Sub-Sahara Africa attracts 0.96 percent of global foreign direct investment, the lowest of any region, Tanzanian President Jakaya Kikwete said at the close of the three-day conference in the country’s commercial capital, Dar es Salaam, today.
“We don’t want quick flows in and out of Africa,” South African Finance Minister Pravin Gordhan said in an interview in Dar es Salaam yesterday. “We want foreign investment that results in infrastructure development on our continent, manufacturing industries being created, jobs created for Africans and a more sustainable platform for economic growth.”
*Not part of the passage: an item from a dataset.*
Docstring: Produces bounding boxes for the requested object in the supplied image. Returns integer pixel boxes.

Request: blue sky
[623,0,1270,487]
The call for more long-term investment comes as the Greek debt crisis threatens to spark another wave of risk aversion that sent emerging market currencies tumbling late in 2008. South Africa’s rand touched a six-month intraday low yesterday on concern the crisis would spread, undermining growth in Sub- Saharan Africa, which the International Monetary Fund estimates will double this year to 4.7 percent.
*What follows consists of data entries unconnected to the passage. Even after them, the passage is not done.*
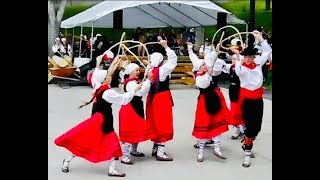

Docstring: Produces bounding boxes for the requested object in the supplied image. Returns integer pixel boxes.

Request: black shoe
[193,139,214,149]
[130,151,145,157]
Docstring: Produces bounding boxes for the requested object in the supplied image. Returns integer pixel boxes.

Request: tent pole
[90,21,94,61]
[79,25,83,57]
[246,22,249,46]
[71,27,74,57]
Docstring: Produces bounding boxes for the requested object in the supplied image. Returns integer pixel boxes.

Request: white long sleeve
[102,89,134,105]
[126,79,151,96]
[196,73,212,89]
[159,47,178,82]
[212,58,226,76]
[254,40,272,65]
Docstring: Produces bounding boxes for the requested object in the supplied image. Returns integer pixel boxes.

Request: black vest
[92,90,114,134]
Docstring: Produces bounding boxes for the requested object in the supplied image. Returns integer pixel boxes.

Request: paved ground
[48,84,272,180]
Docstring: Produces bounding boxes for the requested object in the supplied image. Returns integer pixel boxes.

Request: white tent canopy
[60,0,246,29]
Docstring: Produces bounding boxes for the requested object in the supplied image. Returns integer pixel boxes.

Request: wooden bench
[122,55,203,86]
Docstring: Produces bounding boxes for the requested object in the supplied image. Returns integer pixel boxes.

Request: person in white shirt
[188,43,230,162]
[54,57,141,177]
[231,30,272,167]
[119,63,156,165]
[145,40,178,161]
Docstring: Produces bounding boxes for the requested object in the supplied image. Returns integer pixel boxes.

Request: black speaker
[113,10,123,29]
[217,12,227,29]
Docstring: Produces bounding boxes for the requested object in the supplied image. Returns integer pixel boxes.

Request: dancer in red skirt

“The last thing that Africa needs right now is the impact of contagion,” Obiageli Ezekwesili, the World Bank’s vice president for Africa, said in an interview. “The advanced economies have to take every necessary coordinated action to stem the tide of contagion.”
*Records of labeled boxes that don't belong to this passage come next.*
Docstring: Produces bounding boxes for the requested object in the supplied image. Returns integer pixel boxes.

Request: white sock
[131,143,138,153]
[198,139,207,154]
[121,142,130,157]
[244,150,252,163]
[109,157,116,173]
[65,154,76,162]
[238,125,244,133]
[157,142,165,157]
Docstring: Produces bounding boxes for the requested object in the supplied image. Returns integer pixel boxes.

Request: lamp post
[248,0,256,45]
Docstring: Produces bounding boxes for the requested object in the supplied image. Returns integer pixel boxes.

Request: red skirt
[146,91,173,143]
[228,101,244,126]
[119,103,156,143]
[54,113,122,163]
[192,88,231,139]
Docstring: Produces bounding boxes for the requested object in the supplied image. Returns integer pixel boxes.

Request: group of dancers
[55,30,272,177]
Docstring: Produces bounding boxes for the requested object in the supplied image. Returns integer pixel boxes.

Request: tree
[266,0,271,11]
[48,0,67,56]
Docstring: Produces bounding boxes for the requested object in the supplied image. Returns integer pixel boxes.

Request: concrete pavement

The conference was held in East Africa for the first time, attracting a record number of delegates of more than 1,000 as rising commodity prices helped improve the outlook for the world’s poorest continent.
The global economic crisis that started in 2008 pushed 27 million more people into poverty in Africa, putting the continent in a “precarious situation,” the African Union said on March 30. The proportion of African workers earning less than $2 a day probably increased to 86.6 percent in 2009 from 82.2 percent in 2007, the AU said.
Leaders including Mozambican President Armando Guebuza, Kikwete and Kenyan Prime Minister Raila Odinga said the right economic conditions need to be in place to boost investment, such as a stable political system, predictable economic policies and “good governance.”
“Africa is at the periphery of the global economy,” Kikwete said. “It can’t be left to continue.”
The World Economic Forum discussed ways that businesses and governments can tackle corruption in a session titled: “Corruption: the elephant in the room.” The forum said corruption is “conservatively estimated” to cost Africa more than $148 billion a year, increasing the cost of goods as much as 20 percent.
“Africa is really moving despite the governance, not because of it,” Michael Keating, executive manager of Geneva- based Africa Progress Panel, which monitors aid and investment to the continent, said in an interview. “Good governance rests on politicians being serious about it. A lot of African leaders are but there’s an awful lot of leaders in Africa who aren’t serious about it.”
African leaders also highlighted an infrastructure shortage that is hindering trade and growth. Africa needs to spend $93 billion a year on power, transport and water projects over the next decade to lift growth and reduce poverty, the World Bank said on Nov. 11.
Pascal Lamy, director-general of the World Trade Organization, told the conference that aside from a shortage of funding, poor infrastructure is also hampered by lack of integration between economies.